A slide show of numerous other Cezanne paintings provides a backdrop to the props, works like “The Card Players,” “Still Life with a Teapot,” “Jas de Boufan” and “The Lady in Blue.”

The old town center

Our best memories of Aix were of the historic town center. Our tour began on Cours Mirabeau, a broad boulevard bordered by banks and elegant mansions, planted with double rows of ancient plane trees (sycamores). A social hub for the French elite in the 1650s, it divided the “old town” from the new.

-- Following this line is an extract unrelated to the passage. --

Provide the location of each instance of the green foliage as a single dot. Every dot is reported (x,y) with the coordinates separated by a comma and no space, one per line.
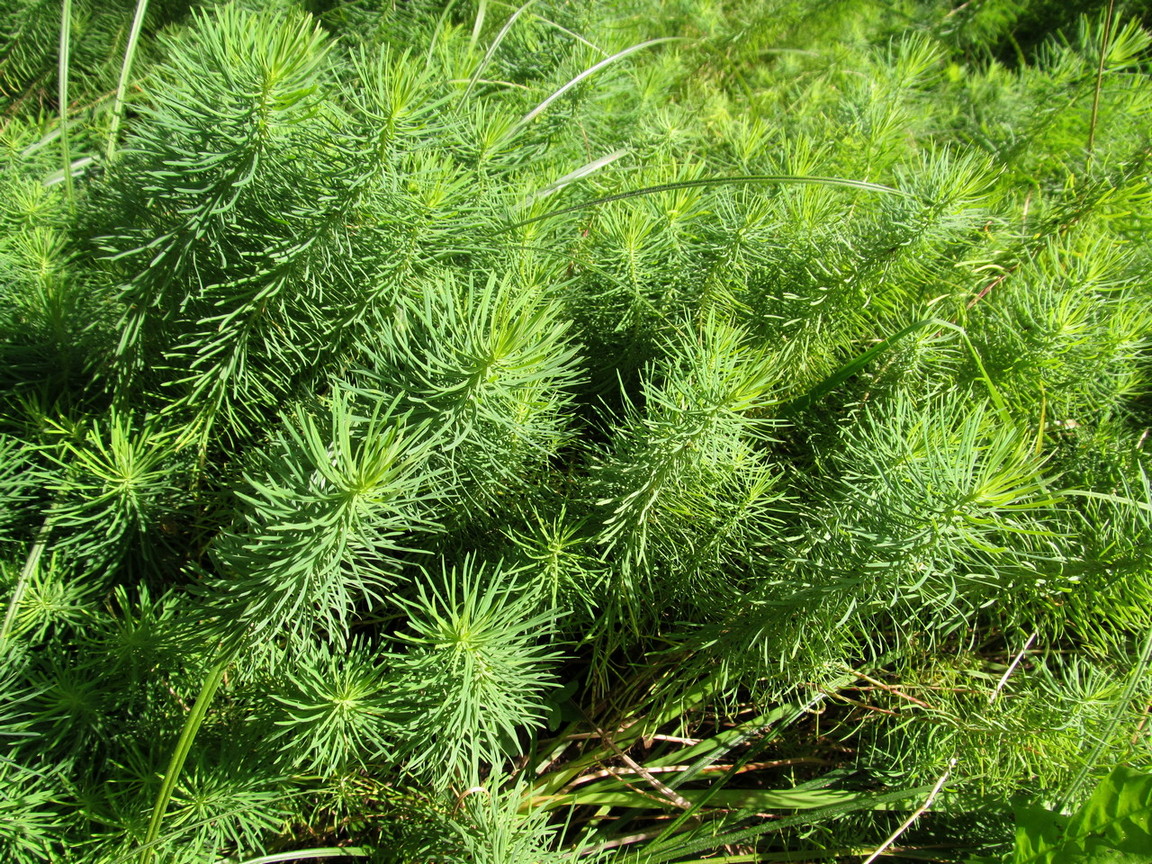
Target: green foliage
(449,431)
(1114,825)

The Marche des Fleurs adds summer color. (BG)

Among a row of brasserie-cafes, most famous is Les Deux Garçons (The Two Waiters), built in 1792 and frequented by Cézanne, his university friend Émile Zola and, later, author Ernest Hemingway.

A series of fountains (Aix has been called “The City of 1,000 Fountains”) occupy the center of the avenue, including one (from the 1800s) that depicts a Provençal king holding a bunch of Muscat grapes, and a natural, moss-covered hot spring dating from the Roman era. It was the thermal waters, containing lime and carbonic acid, that first drew the Romans to Aix. Ongoing archeological excavations have uncovered an ancient amphitheater near the remains of the town’s early Roman baths.

Around the corner from this historic café, at the foot of a 16th-century clock tower, is Aix’s colorful Marche des Fleurs (flower market) and the public market. It was the first week of summer, and nowhere have I seen such healthy mounds of robust fruits (including cherries and cantaloupe) and vegetables — courgettes (zucchini), haricots verts (green beans), capsicums (bell peppers), carrots, tomatoes, sweet potatoes — as I did here.

Historic eccentricities

Place d’Albertas is surrounded by erotic wrought iron. (BG)

Just past the circa-1650 Hôtel de Ville is the impressive Cathédral de St-Sauveur (Cathedral of the Holy Savior), an imposing Romanesque, Gothic and Baroque structure built on the footprint of an ancient Roman forum and basilica. We were greeted at its richly adorned walnut doors by a young choirgirl as midday chants echoed through the building’s cavernous nave. A domed, 5th-century baptistery held our attention, along with 16th-century tapestries and other Renaissance art.

The gentrified, four-story residence blocks of the historic Quartier Mazarin were built in the late 17th century by the archibishop of Aix. At its heart is the Fountain of the Four Dolphins (1667), the most famous work of sculptor Jean-Claude Rambot. Also in the Quartier Mazarin is the Musée Granet, with an outstanding collection of painting, sculpture and local archeology. Within are more than 300 works by Cézanne, Degas, Renoir, Gauguin, Monet, Van Gogh, Picasso and other famous European painters.

Nearby, the 1745 Plâce d’Albertas is surrounded by mansions whose large windows and freely interpreted Baroque features are adorned with wrought-iron balconies. Look carefully, and you may notice penis motifs. Local lore has it that when owner Jean-Baptiste d’Albertas purchased his mansion, he hadn’t recognized that the ironwork doubled as a discreet sales pitch for a former brothel business. A naïve man of aesthetics, he directed his architect to copy the second-story balconies in his new home.